若是藏在暗处的人不了解她,定会以为她也不过如此,随便找个人就治罪了。
一旦有了这种想法,那人一定会放松警惕,等到再次作案的时候,势必会更大胆。
到时候,等他露出了一妞妞马脚,百里笙就会连根拔起,将其抓出来,一举歼灭!
“现在你呢,就好好养身子,抓内鬼这事,就交给我了。”百里笙拍拍叶淮冉的肩膀:“孩子再有两个月就要生了,可不能马虎了。”

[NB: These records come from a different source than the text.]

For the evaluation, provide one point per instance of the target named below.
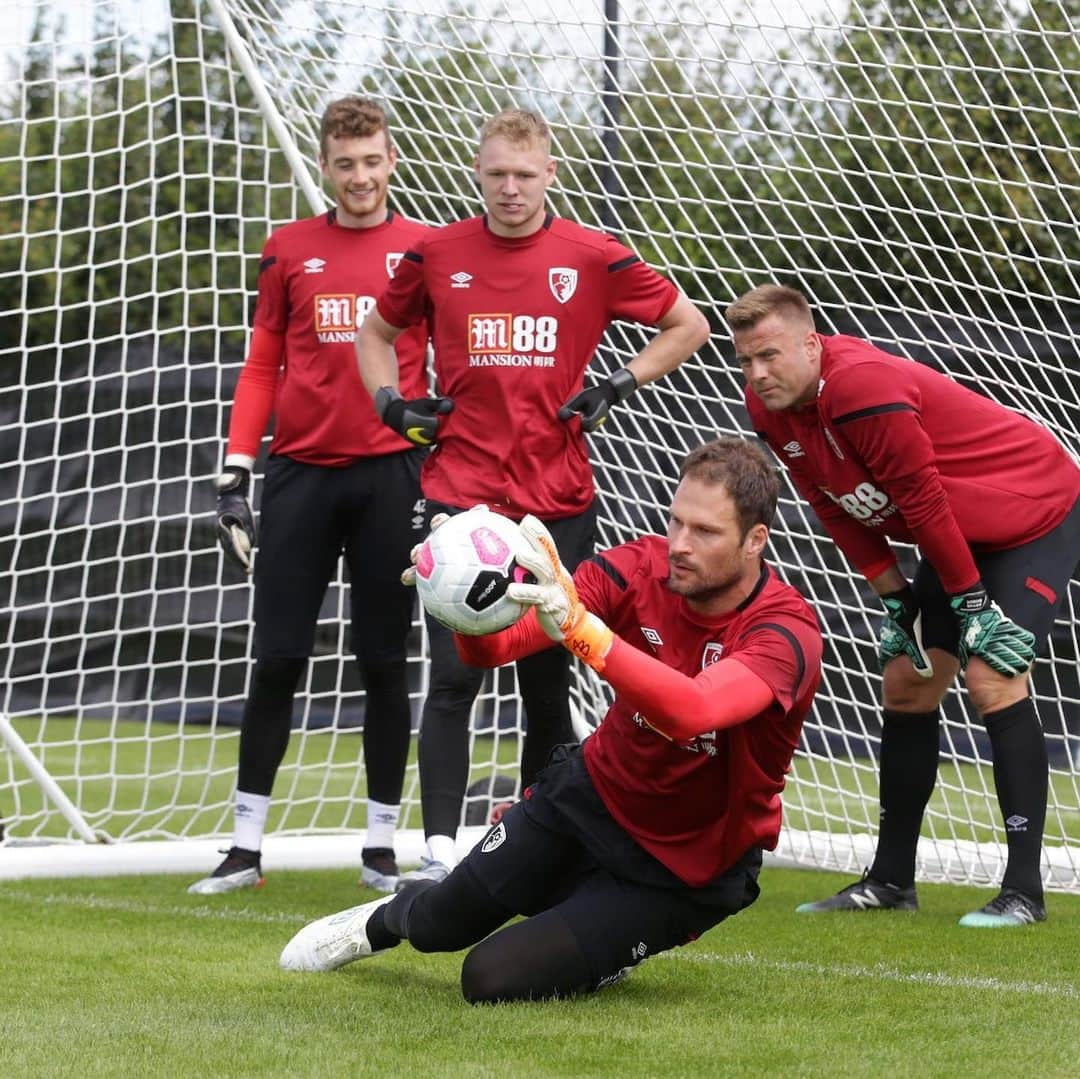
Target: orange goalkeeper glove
(561, 614)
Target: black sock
(387, 729)
(908, 769)
(378, 935)
(267, 722)
(1021, 774)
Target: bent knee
(990, 691)
(486, 982)
(904, 690)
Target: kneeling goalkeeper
(650, 832)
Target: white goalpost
(915, 170)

“皇上,还有你也是,一定要派身侧最亲信的人,寸步不离的照顾娘娘,从衣食住行,无论哪一头都不能再马虎了。”
“皇嫂教训的是,有了这次教训,朕已经知道了。”
百里笙又给叶淮冉检查了一遍身体,而后嘱咐沫儿一定要亲自煎药,药不能离开她视线半分,这才离开。
出宫之时,厉峻问百里笙:“可想回家看看?”
“回家,我们每天……你是说,尚书府?”
百里笙眸中一亮:“父亲回去了?”
厉峻颔首:“岳父已经恢复了兵部尚书一职位,现在应该已经回到府中了。”
这尚书府说起来也是她的娘家,对那座府,百里笙是没有感情的。
可对百里绩,到底算是自己在这个世界的父亲,这也算是尚书府给她留下的唯一念想了。
“回去看看吧。”
诺大的府,现在只剩百里绩一人了,想来他在府中也该是孤寂无比。
等二人到了尚书府,果然不出所料。
百里绩在淮南的时候,已经自己生活惯了,不习惯再有人伺候在身侧。
所以厉轲想要分来的侍卫婢女,他一个都没要。
尚书府已经许久无人,经久失修,就连大门都已经结满了蜘蛛网。
“不说这是尚书府,我还以为是我先前生活的地方呢。”百里笙故意揶揄道。
这倒是提起了厉峻心头的伤心事,若是百里笙不说,他几乎都已经快忘了那五年。
将她一个人孤零零的扔到清冷的院子里,任由她自生自灭。
那时候也不知自己在倔强什么,明明不喜欢那个毒妇,偏要把宁文君留在身侧,好似要故意气百里笙,好让她对自己热情一些。
那时候厉峻不明白,现在一想,什么都清楚了。
他只不过,是想要看到百里笙吃醋,想要看到她对自己的在乎罢了。
可没想到,一连五年,百里笙一出府,竟是要给他休书,要和离,这可还得了……
“小伙子,该不是陷入回忆中出不来了吧?”此情此景,倒是让百里笙想起那句歌词来:“回忆总想哭~”
百里笙拽拽厉峻的袖子,他不知在想什么,竟是走神了?
厉峻满脸歉疚的看着百里笙:“阿笙,是我欠你的,那时候我——”
“停!”百里笙无奈一笑:“好哥哥,以前的事都过去了,你不必为此觉得愧疚或者自责,我都快忘了。”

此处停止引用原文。